Nightshades are a botanical family of plants. Scientific name: Solanaceae.

Allergies to nightshade plants are common throughout the western part of the world since they are staples in the typical modern diet. Many people associate aching joints with old age or with over-use, when in fact it’s really an allergic reaction to the consumption of nightshade foods. Eliminating these food from your diet (see below) for at least 30 days will help determine whether or not you are nightshade sensitive.

Any recipes that are nightshade-free will be listed in the categories section.

Nightshade fruit and vegetables contain toxic compounds called alkaloids. In nature, these  protect the plants against insects, by poisoning the insect and dissolving its cell membranes. Unfortunately, alkaloids can have a similar effect in humans, increasing inflammation, over-activating our immune system, and causing permeability in our intestinal membranes (known as leaky gut). Alkaloids cause nervous system imbalances.
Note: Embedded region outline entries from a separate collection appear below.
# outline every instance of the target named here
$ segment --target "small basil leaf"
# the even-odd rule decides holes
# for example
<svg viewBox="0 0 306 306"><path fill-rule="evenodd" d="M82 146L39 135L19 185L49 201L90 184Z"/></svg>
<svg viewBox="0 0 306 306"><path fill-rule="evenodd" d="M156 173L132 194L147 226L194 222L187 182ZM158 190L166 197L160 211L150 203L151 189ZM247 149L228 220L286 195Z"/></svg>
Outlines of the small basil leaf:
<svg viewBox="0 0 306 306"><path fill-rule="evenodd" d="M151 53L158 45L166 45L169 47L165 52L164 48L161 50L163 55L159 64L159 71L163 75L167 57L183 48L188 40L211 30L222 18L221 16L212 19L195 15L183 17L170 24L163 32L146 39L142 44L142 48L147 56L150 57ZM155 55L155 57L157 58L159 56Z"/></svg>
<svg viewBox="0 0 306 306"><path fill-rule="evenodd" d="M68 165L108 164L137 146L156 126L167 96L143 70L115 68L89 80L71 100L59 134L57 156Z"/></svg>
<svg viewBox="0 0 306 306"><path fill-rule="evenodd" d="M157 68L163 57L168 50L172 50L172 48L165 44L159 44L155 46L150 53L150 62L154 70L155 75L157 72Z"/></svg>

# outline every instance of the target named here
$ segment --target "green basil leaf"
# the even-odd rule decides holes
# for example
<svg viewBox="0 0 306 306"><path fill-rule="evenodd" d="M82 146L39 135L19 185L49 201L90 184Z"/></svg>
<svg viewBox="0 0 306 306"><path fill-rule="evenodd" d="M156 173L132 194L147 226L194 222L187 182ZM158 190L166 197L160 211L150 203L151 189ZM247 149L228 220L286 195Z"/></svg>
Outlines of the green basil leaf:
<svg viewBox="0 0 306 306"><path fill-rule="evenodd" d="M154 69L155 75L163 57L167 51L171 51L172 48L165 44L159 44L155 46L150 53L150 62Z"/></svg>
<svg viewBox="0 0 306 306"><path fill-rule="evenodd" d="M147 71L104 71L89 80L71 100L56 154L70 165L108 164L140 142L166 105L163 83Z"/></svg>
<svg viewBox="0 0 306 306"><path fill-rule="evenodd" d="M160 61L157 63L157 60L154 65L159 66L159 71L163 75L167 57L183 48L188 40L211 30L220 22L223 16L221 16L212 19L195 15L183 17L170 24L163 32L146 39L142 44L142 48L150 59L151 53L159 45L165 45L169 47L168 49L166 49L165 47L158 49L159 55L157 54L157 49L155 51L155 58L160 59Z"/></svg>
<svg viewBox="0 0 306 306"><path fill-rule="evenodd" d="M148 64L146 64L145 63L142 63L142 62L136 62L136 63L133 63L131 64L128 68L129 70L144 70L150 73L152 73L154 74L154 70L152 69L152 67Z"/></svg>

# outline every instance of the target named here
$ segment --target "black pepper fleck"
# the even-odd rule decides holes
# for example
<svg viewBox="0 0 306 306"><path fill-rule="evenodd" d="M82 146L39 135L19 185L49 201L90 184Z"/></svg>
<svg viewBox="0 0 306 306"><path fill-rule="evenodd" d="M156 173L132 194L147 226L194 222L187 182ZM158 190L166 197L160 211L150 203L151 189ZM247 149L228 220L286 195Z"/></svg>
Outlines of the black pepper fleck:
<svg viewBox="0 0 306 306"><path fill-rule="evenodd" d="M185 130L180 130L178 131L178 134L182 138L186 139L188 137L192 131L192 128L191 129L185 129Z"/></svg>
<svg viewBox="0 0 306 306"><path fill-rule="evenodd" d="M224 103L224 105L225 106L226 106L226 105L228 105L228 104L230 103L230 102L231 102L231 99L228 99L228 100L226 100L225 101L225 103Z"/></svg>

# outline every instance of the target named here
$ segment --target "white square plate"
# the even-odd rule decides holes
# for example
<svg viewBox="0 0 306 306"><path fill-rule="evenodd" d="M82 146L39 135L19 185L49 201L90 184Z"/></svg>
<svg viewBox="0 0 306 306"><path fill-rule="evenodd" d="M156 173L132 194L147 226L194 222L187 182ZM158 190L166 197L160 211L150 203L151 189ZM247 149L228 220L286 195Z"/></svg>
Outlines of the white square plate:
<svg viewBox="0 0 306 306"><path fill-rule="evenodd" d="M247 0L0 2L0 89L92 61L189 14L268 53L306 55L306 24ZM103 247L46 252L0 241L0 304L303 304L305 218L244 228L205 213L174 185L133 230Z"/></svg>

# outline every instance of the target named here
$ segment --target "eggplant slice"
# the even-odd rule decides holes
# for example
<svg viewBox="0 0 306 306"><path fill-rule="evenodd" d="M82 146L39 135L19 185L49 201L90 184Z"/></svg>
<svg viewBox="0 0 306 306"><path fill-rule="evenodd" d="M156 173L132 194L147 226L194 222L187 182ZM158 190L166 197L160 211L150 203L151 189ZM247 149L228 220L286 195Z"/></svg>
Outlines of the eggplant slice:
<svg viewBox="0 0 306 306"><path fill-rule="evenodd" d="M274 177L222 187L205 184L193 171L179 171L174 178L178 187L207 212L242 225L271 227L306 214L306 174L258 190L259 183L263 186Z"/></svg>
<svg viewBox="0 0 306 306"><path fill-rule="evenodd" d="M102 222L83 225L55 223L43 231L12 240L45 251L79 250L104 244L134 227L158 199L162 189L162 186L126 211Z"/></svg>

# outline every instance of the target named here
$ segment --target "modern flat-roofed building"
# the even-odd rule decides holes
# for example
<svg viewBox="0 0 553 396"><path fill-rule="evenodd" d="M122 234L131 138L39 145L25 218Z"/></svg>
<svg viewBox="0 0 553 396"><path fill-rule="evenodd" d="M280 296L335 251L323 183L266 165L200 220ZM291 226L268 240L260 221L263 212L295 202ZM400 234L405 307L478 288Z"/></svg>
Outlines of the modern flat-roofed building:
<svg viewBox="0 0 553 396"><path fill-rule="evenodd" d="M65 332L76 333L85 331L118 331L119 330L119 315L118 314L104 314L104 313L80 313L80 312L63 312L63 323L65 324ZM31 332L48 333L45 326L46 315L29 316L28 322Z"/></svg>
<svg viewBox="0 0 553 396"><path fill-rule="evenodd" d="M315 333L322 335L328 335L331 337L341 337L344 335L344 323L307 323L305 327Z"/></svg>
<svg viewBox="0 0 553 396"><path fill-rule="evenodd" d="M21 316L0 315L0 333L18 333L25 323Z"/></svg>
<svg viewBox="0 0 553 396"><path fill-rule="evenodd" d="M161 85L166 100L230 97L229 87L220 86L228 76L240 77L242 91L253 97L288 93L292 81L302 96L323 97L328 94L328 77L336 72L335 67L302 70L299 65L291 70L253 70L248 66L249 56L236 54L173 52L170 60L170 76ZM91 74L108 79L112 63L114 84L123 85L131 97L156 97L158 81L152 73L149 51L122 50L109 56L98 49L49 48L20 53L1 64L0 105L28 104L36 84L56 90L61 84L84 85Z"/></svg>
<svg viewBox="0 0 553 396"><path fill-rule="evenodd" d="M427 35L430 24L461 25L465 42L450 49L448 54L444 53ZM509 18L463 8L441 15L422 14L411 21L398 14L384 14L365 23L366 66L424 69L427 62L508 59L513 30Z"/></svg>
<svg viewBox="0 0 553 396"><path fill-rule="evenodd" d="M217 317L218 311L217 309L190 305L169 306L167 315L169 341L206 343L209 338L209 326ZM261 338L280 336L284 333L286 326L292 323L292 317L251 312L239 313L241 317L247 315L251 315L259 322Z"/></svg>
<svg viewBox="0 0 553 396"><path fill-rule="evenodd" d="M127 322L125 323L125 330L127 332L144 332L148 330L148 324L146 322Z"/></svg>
Common alkaloids and their sources:

  • Solanine: Potato and aubergine
  • Tomatine: Tomato
  • Nicotine: Tobacco
  • Capsaicin: Peppers

People with low inflammation in their body, a balanced immune system, and a healthy and strong digestive tract, can often eat nightshade vegetables without a problem.

For those that are nightshade sensitive, avoiding nightshade foods can be harder than avoiding gluten, as there are more that two thousand plant species in the nightshade family. However, the vast majority of these are inedible, many of which are highly poisonous (like deadly nightshade and jimsom weed).

Some foods in the nightshade family include:

  • Ashwagandha – one of the most powerful herbs and frequently referred to as “Indian ginseng”. Ashwagandha belongs to the same family as the tomato. It is a plump shrub with oval leaves and yellow flowers. It bears red fruit about the size of a raisin. The herb is native to the dry regions of India, northern Africa, and the Middle East, and today is also grown in more mild climates, including the United States.
Ashwagandha (Indian Ginseng)
  • Aubergine (eggplant)
  • Berries – Goji berries, bilberry (huckleberry), ground cherries (similar to tomatoes, they have no relationship to fruit cherries), cape gooseberries, but not normal gooseberries or blueberries.
  • Peppers – bell peppers, hot peppers, pimentos, jalapenos, habaneros, cayenne peppers and paprika. Peppercorns are not a member of the nightshade family, even though they contain the word “pepper” within their name.
  • Potatoes – white, red, yellow and blue-skinned varieties (excludes sweet potato and yam).
All potato varieties (excluding sweet potatoes and yams) – photo c/o iStock
  • Tomatillos – often found in Mexican cuisine. Tomatillos when ripe, are either pale yellow or purple, and have a slightly citrus like flavour. Most often, you’ll find tomatillos in sauces and salsas, such as salsa verde.
  • Tomatoes – stay away from all raw tomatoes and also from cooked ones in other preparations such as in tomato sauce and ketchup. Be sure to read the ingredient lists on soups and condiments such as in salsas, hot sauces and marinades, because they often contain tomatoes.

If a person is allergic to one nightshade food, then there is a 75% chance they will be allergic to all nightshades.


Image source: Horticulturalist RJ – Own work, CC BY-SA 4.0,



Paprika is in all sorts of produce from spicy chicken pieces and deli meat to mayonnaise and mustard. Most things that are listed as including  “spices” will probably contain paprika.

Potato starch is also in a lot of things – watch out for that and “modified food starch”.

Watch out for “vegetable stock” or “vegetables”.  This usually includes potatoes or peppers.

Read the ingredients list on any prepared, tinned or processed food that you use. Mayonnaise, croutons, hot dogs, mustard, margarine, deli meat and certain frozen desserts contain paprika. Some shredded cheeses contain potato starch, tinned soups (“spices” and/or “vegetable stock”) and more.

Flowers: Petunias are a nightshade

Drug allergy: bella donna and mandrake.

Some of the symptoms which can result from a nightshade allergy:

Constipation or diarrhea
Joint pain
Mood swings
Muscle pain and tension
Poor food absorption
Rheumatoid arthritis
Skin swelling
Stiffness upon waking, or stiffness after sitting for longs periods of time.

Are You Nightshade Sensitive?

The only way you’ll know for sure is to eliminate them from your diet for at least 30 days. Then reintroduce them into your diet as a test. You should eat them at least three times over a two day period, and then stop eating them. Monitor your symptoms for three days. Did you improve during the 30 days? Did you have a negative reaction when you ate them again?  If yes, you’re nightshade-sensitive. Visit a qualified nutritionist for further advice.